# Problèmes avec Mail (messages effacés après 7 jours !)



## yt (6 Juillet 2014)

Bonjour à tous 
voilà 8 ans que je n'avais plus ouvert de post ici suite à un problème  ( preuve quand même que Apple ça marche pas si mal  )

seulement voila ça fait des jours que je cherche pour résoudre un problème et que je bloque dessus 

suite a la fin de vie de mon disque dur sur mon Imac , je l'ai fais changer , et je me suis retrouvé avec un système tout neuf 10.9.3 ( j'avais 10.7 avant)
j'avais sauvegardé tout mes dossiers donc pas de problème de perte de données , j'ai par contre passé pas mal de temps à récupérer tout mes logiciels et à part le pilote pour mon scanner tout et ok 

le gros problème c'est Mail !!!j'ai perdu plus de 10 ans de messages reçus et envoyés avec toute les adresses email de mes contacts :sick:
je me suis fais une raison pour ça et j'essais de reconstituer petit à petit 

par contre je ne suis pas satisfait du tout de cette version de Mail , j'ai l'impression d'un fonctionnement complètement aléatoire , l'envois des messages est incompréhensible , ça s'affiche pas automatiquement dans les messages envoyés, pas moyen de savoir si c'est parti , des fois ça s'enregistre dans les brouillons et  quand j'envois des photos avec les messages , les gens ne les reçoivent pas correctement , ils en vois 1 sur 10 ou peuvent pas les ouvrir , je doit les mettre dans des dossiers , bref c'est le bordel ! 

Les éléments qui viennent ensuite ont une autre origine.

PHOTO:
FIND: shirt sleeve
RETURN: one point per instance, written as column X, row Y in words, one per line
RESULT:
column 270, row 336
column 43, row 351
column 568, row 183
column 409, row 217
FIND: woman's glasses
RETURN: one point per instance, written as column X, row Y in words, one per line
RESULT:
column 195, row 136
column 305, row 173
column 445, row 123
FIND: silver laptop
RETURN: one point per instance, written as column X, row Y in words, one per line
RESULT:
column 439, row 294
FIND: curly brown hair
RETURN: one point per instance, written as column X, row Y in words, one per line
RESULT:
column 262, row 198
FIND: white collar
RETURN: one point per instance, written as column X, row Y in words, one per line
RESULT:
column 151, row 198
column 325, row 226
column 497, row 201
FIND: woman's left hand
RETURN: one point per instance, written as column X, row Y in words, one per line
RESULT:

Mais c'est pas ça mon principal problème !!! 
*cette #@§!p&#ç de Mail m'efface automatiquement tout mes messages reçus au bout d'une semaine *
la boite de réception se vide automatiquement au bout de 7 jours , plus de messages ! 
c'est très gênant 


j'ai beau chercher un peut partout , dans les préférences dans les menus, rien a faire je ne trouve pas la solution 
avec l'ancien Mail j'avais gardé des milliers de messages sur plus de 10 ans ! 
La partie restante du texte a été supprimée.